The Moon Fox
Amy Fontaine
Jamie lay in her bed. Warm summer air drifted in through the window along with cricket song. The moon was nowhere to be seen, but in the starlight she could just make out the shadowy shapes of the barn and the pasture fence.
A big shooting star streaked across the sky. She heard a crash on the other side of the house, then a thud …
Silence. Darkness. The chirp of crickets returning.

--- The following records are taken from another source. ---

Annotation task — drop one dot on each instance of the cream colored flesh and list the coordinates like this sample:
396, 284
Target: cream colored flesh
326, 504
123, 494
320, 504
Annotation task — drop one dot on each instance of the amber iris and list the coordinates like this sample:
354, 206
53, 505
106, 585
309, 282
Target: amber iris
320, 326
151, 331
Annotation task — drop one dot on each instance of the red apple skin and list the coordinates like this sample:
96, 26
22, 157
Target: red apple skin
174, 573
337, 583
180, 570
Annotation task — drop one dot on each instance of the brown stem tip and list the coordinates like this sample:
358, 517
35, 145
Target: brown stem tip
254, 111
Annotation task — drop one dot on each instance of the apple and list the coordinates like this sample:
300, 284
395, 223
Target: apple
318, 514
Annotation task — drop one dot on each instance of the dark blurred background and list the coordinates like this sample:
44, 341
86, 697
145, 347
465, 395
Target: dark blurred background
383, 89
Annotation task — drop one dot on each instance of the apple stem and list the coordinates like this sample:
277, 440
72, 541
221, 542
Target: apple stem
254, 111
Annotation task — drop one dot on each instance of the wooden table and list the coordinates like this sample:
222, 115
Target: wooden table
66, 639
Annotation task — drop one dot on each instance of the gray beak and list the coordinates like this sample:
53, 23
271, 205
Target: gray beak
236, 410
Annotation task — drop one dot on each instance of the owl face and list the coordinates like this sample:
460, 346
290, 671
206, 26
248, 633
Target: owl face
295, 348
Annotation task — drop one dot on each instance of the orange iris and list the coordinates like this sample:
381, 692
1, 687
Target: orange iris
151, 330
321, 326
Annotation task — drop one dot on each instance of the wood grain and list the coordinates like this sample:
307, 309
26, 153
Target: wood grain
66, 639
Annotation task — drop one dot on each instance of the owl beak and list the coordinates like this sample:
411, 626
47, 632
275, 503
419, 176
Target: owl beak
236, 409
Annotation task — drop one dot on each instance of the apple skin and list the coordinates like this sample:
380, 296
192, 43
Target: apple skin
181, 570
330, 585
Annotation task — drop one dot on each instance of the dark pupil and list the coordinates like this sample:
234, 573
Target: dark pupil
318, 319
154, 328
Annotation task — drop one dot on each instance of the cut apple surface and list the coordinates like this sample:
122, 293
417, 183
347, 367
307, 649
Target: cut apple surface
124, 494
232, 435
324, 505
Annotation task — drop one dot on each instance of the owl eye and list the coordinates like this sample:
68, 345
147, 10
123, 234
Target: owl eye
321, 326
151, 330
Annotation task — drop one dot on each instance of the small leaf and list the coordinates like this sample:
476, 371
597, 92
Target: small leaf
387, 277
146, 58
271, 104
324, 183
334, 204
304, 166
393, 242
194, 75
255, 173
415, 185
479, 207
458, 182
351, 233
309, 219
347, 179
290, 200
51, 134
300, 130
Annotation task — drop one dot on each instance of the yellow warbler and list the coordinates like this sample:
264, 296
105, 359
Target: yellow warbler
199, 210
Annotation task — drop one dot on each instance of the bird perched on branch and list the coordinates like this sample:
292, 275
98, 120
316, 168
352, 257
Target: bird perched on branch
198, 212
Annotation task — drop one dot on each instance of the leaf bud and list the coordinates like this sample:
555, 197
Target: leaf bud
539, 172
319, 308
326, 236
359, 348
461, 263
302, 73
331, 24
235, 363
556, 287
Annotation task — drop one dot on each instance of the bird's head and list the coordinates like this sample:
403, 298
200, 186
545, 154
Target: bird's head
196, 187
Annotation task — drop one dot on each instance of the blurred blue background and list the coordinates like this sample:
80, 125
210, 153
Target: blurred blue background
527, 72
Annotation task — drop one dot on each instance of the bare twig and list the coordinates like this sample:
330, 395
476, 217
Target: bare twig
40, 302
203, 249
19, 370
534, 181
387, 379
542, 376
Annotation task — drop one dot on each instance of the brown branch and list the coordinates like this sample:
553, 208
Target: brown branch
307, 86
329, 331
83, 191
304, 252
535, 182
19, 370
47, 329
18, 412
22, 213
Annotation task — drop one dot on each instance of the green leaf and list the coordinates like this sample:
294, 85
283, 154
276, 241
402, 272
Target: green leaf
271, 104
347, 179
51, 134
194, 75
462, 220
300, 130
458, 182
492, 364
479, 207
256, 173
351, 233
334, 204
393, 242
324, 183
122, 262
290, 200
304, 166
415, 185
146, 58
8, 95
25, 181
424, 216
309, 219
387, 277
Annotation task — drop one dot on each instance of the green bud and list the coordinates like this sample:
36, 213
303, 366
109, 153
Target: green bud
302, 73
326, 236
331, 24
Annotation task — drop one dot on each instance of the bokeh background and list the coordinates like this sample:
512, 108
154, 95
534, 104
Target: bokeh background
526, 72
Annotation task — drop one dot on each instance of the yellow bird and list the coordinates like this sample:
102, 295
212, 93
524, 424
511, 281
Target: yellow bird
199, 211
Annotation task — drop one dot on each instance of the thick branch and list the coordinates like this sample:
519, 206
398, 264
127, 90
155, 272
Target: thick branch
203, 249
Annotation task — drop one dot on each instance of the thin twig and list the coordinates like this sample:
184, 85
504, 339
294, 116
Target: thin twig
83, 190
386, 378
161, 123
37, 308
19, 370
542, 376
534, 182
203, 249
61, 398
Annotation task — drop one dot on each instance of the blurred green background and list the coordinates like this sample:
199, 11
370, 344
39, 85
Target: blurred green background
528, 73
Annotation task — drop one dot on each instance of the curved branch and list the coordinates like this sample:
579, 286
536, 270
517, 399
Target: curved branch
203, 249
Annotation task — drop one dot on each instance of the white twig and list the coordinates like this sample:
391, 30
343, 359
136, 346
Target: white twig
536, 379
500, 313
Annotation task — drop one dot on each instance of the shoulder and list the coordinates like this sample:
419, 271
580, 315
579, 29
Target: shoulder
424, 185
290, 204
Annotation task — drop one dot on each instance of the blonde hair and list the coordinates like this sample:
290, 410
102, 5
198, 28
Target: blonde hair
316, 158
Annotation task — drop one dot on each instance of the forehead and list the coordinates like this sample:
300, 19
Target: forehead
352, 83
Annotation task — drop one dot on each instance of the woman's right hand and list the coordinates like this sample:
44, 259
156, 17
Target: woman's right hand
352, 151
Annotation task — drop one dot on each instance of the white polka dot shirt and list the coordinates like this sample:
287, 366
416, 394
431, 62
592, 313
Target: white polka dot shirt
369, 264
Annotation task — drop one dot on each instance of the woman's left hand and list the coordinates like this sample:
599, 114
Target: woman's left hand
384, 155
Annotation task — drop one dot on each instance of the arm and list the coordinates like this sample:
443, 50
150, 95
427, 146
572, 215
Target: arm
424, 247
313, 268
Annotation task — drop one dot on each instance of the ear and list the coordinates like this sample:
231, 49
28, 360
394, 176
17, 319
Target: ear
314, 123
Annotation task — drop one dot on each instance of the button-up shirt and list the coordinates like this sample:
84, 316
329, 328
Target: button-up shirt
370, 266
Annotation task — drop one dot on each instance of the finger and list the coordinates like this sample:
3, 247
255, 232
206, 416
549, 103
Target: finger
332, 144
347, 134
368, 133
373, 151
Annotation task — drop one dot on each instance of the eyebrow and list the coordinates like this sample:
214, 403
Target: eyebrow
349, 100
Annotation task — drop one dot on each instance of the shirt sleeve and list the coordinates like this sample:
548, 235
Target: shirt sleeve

With a whispered prayer, Jamie tiptoed barefoot down the dark hall of the old farmhouse to the living room. Dimly, she saw something moving in the fireplace.
Jamie gasped. It was a little fox, with white-gray fur the color of memories and eyes as black as untold secrets. Two strange mounds were folded tight against his back like pillow down.
“Fire!” the fox cried, stumbling around dizzily in the fireplace soot. “Comets! They burned me! They burned my… my…” He keeled over and fell still.
Jamie stared, wide-eyed, at the limp, soot-covered animal. He was still breathing. She cleaned him as best she could, carried the furry form to her room, and laid him on her bed. She watched over him, hardly believing he was there, until she fell asleep.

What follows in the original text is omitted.